Le Pape se leva dans un bruit de soieries froissées, ce qui eut pour effet de tirer définitivement le moine de ses réflexions. Raymond d'Asp quitta précipitamment son siège à son tour. «  Je pense, lui déclara sa Sainteté, que vous êtes un peu surmené ces temps-ci. Toute cette course après ces écrits hérétiques, les nombreux déplacements que vous avez effectués ces derniers mois, tous les tracas que cela a induit, bref, je crois que vous avez droit à un repos bien mérité... » « Non ! Pas ça ! Pensa le moine. Non, Saint Père, je ne mérite pas ça ! » Mais son visage resta impassible. « Je vous suggère de vous retirer pour quelque temps dans notre belle abbaye de Saint Paul hors les murs. »
« Suggérer », frère Raymond ne l'ignorait point, signifiait « ordonner » en langage papal. Aussi, refoulant au plus profond de lui-même toutes les émotions négatives qui tendaient à le submerger, accepta-t-il la sentence en apposant ses lèvres sur la main tendue du Pape. Et il disparut à la vue du pontife sans que celui-ci ne put soupçonner un instant à quel point il avait blessé cet homme.
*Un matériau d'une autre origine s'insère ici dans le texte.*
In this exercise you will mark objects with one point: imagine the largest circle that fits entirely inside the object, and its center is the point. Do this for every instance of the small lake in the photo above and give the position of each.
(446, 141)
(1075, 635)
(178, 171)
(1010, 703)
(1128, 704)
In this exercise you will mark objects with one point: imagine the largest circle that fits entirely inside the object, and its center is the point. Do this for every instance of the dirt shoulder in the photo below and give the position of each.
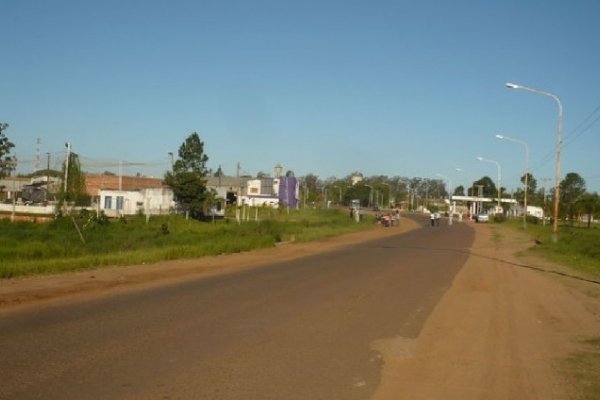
(500, 332)
(24, 292)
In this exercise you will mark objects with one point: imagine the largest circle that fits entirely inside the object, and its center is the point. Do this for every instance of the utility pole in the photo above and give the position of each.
(47, 176)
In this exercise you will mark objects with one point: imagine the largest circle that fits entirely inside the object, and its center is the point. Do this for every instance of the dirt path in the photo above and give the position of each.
(498, 333)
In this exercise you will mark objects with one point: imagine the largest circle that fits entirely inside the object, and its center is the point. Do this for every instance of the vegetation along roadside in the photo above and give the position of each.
(87, 241)
(576, 249)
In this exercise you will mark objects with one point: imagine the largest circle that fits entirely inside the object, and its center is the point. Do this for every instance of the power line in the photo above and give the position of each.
(582, 127)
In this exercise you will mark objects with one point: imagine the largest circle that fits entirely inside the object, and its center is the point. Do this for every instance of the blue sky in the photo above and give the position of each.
(397, 88)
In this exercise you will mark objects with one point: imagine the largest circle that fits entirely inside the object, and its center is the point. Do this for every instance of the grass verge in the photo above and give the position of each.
(30, 249)
(582, 370)
(576, 248)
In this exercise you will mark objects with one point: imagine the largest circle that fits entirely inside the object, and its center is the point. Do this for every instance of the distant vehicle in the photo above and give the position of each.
(482, 218)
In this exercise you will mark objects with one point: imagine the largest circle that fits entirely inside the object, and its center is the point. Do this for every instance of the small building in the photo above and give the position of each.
(147, 201)
(129, 195)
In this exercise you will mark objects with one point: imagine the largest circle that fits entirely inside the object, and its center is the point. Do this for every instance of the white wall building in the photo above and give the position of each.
(149, 201)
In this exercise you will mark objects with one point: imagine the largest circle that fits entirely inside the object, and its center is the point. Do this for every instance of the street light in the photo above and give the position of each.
(502, 137)
(389, 193)
(370, 194)
(499, 174)
(558, 146)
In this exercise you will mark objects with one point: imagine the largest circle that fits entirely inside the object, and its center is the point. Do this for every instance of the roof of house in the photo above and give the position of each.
(94, 183)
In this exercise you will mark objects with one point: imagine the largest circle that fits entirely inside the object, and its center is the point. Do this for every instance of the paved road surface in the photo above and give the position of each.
(295, 330)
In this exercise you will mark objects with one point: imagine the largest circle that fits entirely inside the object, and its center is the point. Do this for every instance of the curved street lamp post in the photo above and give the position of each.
(559, 129)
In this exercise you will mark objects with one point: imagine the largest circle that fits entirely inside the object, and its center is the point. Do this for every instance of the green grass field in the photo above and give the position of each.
(577, 247)
(29, 249)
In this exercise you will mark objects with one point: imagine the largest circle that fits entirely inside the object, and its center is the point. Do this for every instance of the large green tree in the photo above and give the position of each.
(188, 177)
(7, 163)
(571, 188)
(589, 204)
(73, 190)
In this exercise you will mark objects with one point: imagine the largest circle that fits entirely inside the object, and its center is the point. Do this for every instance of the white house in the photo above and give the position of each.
(260, 192)
(149, 201)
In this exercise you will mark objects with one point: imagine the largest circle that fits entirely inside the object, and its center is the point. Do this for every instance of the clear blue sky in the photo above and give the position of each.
(397, 88)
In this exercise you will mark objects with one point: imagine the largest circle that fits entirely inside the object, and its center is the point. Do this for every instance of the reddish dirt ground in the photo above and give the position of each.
(498, 333)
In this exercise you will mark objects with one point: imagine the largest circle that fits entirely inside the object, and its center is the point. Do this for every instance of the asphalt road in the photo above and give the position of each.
(301, 329)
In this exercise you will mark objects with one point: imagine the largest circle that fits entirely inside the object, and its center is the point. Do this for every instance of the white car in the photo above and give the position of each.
(482, 218)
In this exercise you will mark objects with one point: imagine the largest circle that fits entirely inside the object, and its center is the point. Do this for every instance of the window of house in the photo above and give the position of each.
(119, 202)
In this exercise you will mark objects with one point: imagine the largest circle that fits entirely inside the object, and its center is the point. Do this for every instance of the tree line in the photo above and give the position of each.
(188, 174)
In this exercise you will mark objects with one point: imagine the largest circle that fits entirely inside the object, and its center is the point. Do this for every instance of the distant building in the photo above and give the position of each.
(129, 195)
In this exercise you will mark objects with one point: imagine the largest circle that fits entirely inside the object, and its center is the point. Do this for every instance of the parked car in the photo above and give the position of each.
(482, 218)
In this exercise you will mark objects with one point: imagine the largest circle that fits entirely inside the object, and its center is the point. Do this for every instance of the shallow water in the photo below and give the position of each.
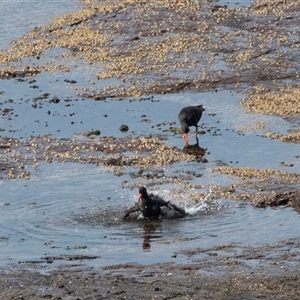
(75, 209)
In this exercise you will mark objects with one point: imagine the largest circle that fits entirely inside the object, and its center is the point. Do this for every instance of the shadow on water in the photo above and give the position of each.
(195, 149)
(150, 227)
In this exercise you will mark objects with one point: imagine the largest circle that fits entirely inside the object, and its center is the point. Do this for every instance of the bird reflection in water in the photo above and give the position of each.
(149, 227)
(194, 149)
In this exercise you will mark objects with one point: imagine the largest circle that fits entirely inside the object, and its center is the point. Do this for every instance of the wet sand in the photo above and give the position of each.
(144, 58)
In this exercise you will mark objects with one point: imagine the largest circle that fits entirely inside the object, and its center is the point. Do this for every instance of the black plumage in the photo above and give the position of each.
(190, 116)
(150, 205)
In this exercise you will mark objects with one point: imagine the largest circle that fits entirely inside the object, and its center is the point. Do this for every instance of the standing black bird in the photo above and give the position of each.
(149, 205)
(189, 116)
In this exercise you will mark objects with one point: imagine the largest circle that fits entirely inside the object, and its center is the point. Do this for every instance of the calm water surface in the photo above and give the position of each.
(70, 209)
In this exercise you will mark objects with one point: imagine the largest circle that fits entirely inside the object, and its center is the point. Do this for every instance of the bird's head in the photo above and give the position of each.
(142, 193)
(201, 107)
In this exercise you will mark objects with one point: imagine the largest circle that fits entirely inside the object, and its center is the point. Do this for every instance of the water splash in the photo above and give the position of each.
(204, 205)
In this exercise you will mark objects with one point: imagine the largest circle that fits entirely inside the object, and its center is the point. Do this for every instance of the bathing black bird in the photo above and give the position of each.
(150, 205)
(190, 116)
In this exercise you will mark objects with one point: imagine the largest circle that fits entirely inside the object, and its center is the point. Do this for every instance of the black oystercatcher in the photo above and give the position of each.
(190, 116)
(150, 205)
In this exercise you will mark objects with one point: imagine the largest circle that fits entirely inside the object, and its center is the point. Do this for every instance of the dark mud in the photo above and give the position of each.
(197, 47)
(225, 272)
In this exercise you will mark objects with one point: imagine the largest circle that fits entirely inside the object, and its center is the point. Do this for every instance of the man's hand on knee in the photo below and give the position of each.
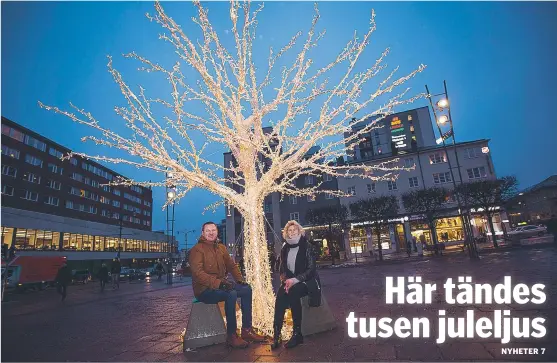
(225, 285)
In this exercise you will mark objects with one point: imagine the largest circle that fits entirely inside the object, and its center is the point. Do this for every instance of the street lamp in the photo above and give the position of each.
(170, 195)
(442, 104)
(442, 119)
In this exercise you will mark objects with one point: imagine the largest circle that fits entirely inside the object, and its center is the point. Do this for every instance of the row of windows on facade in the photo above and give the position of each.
(32, 239)
(12, 171)
(438, 178)
(8, 190)
(31, 141)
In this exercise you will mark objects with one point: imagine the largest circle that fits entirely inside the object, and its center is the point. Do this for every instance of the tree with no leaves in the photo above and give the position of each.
(377, 211)
(429, 202)
(166, 132)
(488, 195)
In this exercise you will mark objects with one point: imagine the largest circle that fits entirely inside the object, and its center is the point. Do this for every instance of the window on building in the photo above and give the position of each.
(58, 154)
(391, 185)
(472, 152)
(437, 158)
(9, 171)
(52, 201)
(7, 190)
(37, 144)
(295, 216)
(476, 173)
(77, 176)
(8, 151)
(13, 133)
(33, 160)
(440, 178)
(53, 168)
(32, 178)
(30, 195)
(53, 184)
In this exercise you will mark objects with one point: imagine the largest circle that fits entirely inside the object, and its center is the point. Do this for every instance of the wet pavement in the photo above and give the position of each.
(143, 321)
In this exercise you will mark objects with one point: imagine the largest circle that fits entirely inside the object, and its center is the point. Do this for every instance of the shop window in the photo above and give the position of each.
(7, 235)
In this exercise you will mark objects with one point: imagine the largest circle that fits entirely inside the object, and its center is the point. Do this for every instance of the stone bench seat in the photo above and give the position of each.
(316, 319)
(205, 326)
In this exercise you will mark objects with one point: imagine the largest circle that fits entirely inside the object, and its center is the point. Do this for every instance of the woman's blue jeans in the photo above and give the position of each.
(211, 296)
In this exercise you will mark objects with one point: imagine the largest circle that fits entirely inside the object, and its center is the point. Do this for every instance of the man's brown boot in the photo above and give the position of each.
(235, 341)
(251, 336)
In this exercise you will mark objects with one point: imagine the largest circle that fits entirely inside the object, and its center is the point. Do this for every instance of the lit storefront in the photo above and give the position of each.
(40, 240)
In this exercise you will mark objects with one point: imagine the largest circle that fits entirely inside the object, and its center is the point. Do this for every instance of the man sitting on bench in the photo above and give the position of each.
(209, 263)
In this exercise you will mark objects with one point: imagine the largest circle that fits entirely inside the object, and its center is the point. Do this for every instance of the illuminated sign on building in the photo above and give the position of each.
(398, 133)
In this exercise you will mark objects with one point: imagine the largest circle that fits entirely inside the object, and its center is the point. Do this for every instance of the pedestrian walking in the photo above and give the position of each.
(103, 276)
(115, 270)
(63, 279)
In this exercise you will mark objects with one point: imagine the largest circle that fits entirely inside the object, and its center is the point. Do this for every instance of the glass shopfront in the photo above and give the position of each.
(40, 240)
(448, 230)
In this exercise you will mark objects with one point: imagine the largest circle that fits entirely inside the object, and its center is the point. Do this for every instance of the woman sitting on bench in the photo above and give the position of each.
(299, 278)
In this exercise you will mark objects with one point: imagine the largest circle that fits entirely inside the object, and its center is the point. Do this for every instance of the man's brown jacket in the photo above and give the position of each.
(209, 263)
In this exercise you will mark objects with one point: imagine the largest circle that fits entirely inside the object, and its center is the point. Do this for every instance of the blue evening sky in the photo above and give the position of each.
(498, 60)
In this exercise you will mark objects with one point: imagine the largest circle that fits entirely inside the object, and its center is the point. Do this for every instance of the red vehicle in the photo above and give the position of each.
(32, 271)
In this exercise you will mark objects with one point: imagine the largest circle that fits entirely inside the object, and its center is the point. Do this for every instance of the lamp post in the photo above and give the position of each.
(446, 119)
(170, 195)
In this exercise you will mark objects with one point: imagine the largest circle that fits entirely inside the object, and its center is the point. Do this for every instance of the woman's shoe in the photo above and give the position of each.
(276, 337)
(296, 338)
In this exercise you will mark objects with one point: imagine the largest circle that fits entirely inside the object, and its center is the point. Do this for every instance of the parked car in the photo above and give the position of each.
(81, 276)
(528, 231)
(136, 274)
Pascal II traversa à son tour l'étroite pièce dans laquelle il venait d'avoir cette conversation pour pénétrer par une petite porte dans une chambre de vastes dimensions, aux murs couverts de tentures et disposant d'une alcôve imposante. Sur un perchoir de métal artistement travaillé, un étrange oiseau semblait l'attendre et le dévisageait de biais. Il tendit son bras droit vers lui et l'animal, sans se faire prier, s'installa dans un lourd battement d'ailes sur le poignet offert. C'était un cadeau de l'un des frères qui avaient revêtu l'armure pour aller guerroyer en Orient. Il était couvert de plumes grises et seul le revers de sa queue se paraît d'un rouge intense. A part cela, il était doté d'un bec épais et crochu. Mais surtout, c'était un oiseau parleur. « Ave Maria » : entonna la voix aigre, proche de celle d'un vieillard, du volatile d'exception. C'était tout ce que le Pape, en cet instant, désirait entendre. Et le perroquet déroula le reste de la prière dans un latin parfaitement maîtrisé : « gratia plena, Dominus tecum... » Quelle merveille ! Songea le souverain pontife. De plus, les prouesses de cet animal avaient le don de le tirer de ses préoccupations : « benedicta tu in mulieribus » poursuivit le perroquet. Pascal II caressa rêveusement le plumage soyeux. Ses espions lui avaient tous servi la même version : aucun des seigneurs de Belombreuse ne détenait actuellement d'exemplaire du parchemin. L'original et les copies avaient tous été détruits. Et la dernière reproduction de ce fameux texte s'était avérée être un faux. Pouvait-il considérer cela comme une victoire ? Pas vraiment, car un doute subsistait. Les Authentiques avaient joué un rôle dans toute cette histoire, il en était maintenant persuadé. Il avait reconnu leur signature sur le double qu'il venait d'avoir entre les mains. Que ces derniers se trouvent en possession du parchemin était ce qu'il redoutait le plus. La guerre contre les hérétiques était loin d'être terminée.